Tarım havzalarında kanser sıklığı artıyor
İster cehalet deyin, ister kazanç hırsı, bu sonucun sağlık açısından karşılığı başta kanser olmak üzere daha fazla hastalık yüküdür. Nitekim bu veriler yaklaşık iki ay önce TBMM Kanser Araştırma Komisyonu kuruluş toplantısında, Akdeniz Üniversitesi Tıp Fakültesi Onkoloji Bölümü tarafından da açıkça doğrulandı: “Bölüme başvuran lenfoma ve multiple miyelom hastalarının (kemik iliği ve bağışıklık sistemi kanserleri) hemen hemen bütünü Türkiye’nin önemli tarım merkezlerinden biri olan Kumluca bölgesinden gelmekte”. Çiftçi çabalamak (çapalamak) istemiyor, artık ota da ilaç kullanıyor. Bilgi eksiğini tamamlaması beklenen ziraat mühendisleri ise (aynen doktorların çoğu gibi) mesleklerinin gereğini yeterince yerine getirir görünmemekte. Bu konuda görüş aldığımız çiftçi dostlarımız “ziraat mühendislerinin tarım ilacı satıcılarıyla ortak çalıştıkları” şeklinde dehşet verici iddialarda bulunmakta.
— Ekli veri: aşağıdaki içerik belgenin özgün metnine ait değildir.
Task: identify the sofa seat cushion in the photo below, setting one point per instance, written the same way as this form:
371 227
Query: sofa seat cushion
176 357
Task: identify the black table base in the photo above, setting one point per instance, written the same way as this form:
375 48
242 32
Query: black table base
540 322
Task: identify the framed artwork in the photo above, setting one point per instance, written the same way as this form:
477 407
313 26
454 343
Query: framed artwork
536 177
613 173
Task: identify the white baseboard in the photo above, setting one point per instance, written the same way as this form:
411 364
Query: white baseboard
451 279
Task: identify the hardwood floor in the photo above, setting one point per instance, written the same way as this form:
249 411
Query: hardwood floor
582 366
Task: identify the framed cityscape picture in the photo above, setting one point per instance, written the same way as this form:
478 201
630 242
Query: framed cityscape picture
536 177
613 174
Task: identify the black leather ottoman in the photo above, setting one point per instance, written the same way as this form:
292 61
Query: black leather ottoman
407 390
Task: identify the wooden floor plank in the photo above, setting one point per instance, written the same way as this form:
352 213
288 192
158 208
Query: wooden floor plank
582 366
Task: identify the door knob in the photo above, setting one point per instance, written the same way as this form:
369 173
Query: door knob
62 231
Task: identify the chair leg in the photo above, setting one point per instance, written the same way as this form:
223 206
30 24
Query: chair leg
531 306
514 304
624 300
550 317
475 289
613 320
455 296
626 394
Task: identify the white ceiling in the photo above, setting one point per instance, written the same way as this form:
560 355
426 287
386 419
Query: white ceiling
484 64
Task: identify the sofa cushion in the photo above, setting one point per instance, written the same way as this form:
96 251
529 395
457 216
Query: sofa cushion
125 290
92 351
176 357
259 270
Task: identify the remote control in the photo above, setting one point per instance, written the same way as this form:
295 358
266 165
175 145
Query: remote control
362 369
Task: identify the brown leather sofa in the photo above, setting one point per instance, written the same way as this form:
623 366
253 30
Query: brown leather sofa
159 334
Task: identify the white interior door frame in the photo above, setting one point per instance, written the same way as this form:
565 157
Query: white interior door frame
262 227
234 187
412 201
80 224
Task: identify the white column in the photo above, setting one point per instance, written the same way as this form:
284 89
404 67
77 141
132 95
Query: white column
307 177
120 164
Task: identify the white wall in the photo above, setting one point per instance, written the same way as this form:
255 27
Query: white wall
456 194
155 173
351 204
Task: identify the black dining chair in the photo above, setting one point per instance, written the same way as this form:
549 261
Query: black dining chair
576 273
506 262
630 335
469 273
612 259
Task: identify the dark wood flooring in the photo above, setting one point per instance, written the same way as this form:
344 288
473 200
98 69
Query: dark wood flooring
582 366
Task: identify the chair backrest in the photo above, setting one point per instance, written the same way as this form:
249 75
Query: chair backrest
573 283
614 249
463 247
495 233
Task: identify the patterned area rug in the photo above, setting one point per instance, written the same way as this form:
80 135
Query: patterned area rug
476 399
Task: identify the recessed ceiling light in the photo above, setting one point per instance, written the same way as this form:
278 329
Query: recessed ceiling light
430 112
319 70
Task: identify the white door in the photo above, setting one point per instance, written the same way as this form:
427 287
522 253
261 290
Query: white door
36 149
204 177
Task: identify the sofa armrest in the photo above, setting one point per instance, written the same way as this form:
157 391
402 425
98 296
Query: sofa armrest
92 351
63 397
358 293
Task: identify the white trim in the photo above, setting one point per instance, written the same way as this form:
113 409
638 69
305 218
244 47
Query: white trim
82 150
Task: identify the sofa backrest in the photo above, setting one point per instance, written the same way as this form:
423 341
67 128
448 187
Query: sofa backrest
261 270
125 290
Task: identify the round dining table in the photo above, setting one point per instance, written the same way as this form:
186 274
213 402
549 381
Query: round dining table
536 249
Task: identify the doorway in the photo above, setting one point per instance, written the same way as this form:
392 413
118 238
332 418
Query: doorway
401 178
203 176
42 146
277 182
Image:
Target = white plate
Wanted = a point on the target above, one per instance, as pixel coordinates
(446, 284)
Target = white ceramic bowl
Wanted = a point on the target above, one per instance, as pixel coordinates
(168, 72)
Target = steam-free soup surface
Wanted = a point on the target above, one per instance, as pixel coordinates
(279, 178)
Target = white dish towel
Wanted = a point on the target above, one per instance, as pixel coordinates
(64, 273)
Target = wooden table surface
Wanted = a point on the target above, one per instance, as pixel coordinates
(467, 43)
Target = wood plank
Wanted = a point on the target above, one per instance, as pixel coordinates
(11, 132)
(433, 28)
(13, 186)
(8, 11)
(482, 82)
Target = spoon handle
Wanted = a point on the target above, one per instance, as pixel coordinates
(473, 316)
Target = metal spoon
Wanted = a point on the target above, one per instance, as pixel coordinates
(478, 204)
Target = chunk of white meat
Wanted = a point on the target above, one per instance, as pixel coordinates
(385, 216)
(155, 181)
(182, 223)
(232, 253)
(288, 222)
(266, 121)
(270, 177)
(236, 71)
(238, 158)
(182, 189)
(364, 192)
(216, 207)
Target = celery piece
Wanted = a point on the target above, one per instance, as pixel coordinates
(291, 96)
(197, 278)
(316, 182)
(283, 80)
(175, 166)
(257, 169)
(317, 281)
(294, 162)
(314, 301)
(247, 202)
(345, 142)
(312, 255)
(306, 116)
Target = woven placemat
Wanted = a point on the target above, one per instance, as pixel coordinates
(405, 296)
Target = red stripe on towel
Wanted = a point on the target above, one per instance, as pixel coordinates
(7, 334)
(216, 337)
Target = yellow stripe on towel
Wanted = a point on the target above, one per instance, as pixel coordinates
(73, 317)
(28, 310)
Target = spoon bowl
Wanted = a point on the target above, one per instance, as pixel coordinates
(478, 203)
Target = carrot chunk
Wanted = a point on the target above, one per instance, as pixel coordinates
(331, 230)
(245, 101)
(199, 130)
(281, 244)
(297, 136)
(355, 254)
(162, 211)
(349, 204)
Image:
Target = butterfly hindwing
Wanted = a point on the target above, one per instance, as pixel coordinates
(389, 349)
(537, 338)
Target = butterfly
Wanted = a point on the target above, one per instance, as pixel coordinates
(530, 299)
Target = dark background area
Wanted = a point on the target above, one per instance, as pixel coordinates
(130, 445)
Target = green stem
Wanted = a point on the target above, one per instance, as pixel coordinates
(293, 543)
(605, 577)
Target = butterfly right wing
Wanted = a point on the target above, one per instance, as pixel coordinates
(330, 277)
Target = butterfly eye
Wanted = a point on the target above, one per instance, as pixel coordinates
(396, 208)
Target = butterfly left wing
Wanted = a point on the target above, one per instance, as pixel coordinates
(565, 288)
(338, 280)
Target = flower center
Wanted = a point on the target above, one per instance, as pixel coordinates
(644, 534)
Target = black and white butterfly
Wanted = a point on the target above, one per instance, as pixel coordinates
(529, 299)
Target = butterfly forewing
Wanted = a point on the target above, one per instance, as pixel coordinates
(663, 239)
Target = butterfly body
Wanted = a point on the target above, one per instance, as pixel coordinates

Daha önce de dile getirdik, günümüz bilimi gerçeği kavramakta zorlanıyor, sadece ilişkilendirme ve risk analizi ile yetiniyor. Ancak “güvenli gıda” ilkesine sahip çıkmadığımız sürece risk analizi yapmak, tozu halının altına süpürmekten öte değil.